We are well into the season of legislative public hearings now, and earlier this month, the Judiciary Committee heard bills related to probate and family law—including two that are of great interest to our Trusts & Estates section.
You may have read previously in this space about each of the bills: The Uniform Trust Decanting Act (UTDA), and the Revised Uniform Fiduciary Access to Digital Assets Act (RUFADAA). Each of them was developed by the Uniform Law Commission and then tweaked, mostly to conform with existing Massachusetts statutes, by an independent standing committee of T&E practitioners
Four members of that committee—Marc Bloostein (Ropes & Gray), Renat Lumpau (Choate), Eric Hayes (Goodwin) and Mark Leahy (Burke, Whittum & Leahy LLC)—were able to testify at the hearing, collectively representing the BBA, MBA, and Massachusetts Bankers Association, all of whom are supporting both bills, as well as the standing committee itself. The UTDA bill (S. 896) was filed by Sen. Cynthia Stone Creem, and companion RUFADAA bills (H. 3368 and S. 936) were filed in the House and Senate by Rep. Jay Livingstone and Sen. Barry Finegold, respectively.

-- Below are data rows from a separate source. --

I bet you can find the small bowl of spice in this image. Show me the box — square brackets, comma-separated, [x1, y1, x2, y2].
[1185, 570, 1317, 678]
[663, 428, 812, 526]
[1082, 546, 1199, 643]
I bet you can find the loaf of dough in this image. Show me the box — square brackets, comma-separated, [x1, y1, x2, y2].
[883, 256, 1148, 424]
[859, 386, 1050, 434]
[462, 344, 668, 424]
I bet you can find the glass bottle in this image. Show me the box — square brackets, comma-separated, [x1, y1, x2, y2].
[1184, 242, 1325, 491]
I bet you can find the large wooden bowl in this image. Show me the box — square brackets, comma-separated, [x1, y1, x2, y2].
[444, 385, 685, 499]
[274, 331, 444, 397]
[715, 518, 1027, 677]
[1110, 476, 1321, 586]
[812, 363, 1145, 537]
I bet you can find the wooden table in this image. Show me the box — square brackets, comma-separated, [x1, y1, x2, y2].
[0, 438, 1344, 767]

To summarize the case for the two bills:
- UTDA:
- Decanting, or the fiduciary exercise of broad discretionary powers of distribution to create new trusts for one or more beneficiaries of an existing trust, is a form of trust modification that’s available to fiduciaries now in Massachusetts. But while it can be a useful strategy for changing the outdated terms of an otherwise-irrevocable trust—for example, to provide for a beneficiary who becomes disabled after the settlor executes the original trust—the law on decanting in Massachusetts—what can and can’t be done, under what circumstances—is far from clear.
- The UTDA was designed to create a national framework for practitioners facing questions of how best to accomplish trust decanting, and if it’s adopted here, Massachusetts would join the majority of states with some type of statutory decanting in place. Massachusetts practitioners would remain free to continue to decant trusts under common law, if that makes the best sense for a client or situation, but they would also have an alternative and clear guidance concerning how to decant properly in accordance with the statute.
- RUFADAA:
- This uniform language was developed in response to a lack of guidance as to what happens to a person’s digital assets (think Facebook, e-mails, on-line banking) when they die or become incapacitated. Very few individuals leave clear direction on the handling of these assets and those companies in charge of the on-line accounts have varied and often difficult-to-locate policies—if they have any policies on the matter at all. RUFADAA would add clarity by creating a formal process to determine a fiduciary’s authority to access digital assets while also balancing privacy concerns and limiting unwarranted disclosure of private communications. Since its promulgation in 2015, at least 43 other states have adopted RUFADAA in some form.
- The
bill establishes a hierarchy to determine the preferences of the user:
- First is a so-called “online tool” by which a user has named someone to manage their digital assets upon death or incapacity. That person is considered the “designated recipient” under the bill, rather than a fiduciary, and the user could conceivably name a different person for each account. The user could also direct the provider not to allow any access.
- Next in the hierarchy is a will or other properly executed document, either allowing or prohibiting access.
- Finally, in the absence of either of the above, the provider’s terms-of-service agreement will apply as a default.
- The bill explicitly covers personal representatives (who manage decedents’ estates), conservators (appointed to assist protected persons), trustees (only for the purpose of managing trust property), and agents acting under power of attorney.
These bills help
demonstrate the importance of the BBA’s sections to our development of policy
positions: The legislation would not enjoy the BBA endorsement had the Trusts
& Estates section not flagged these two issues for us. We rely heavily on our substantive-law
sections to spot issues for us within their practice areas, especially those
that our section members feel the BBA ought to speak out on as an organization.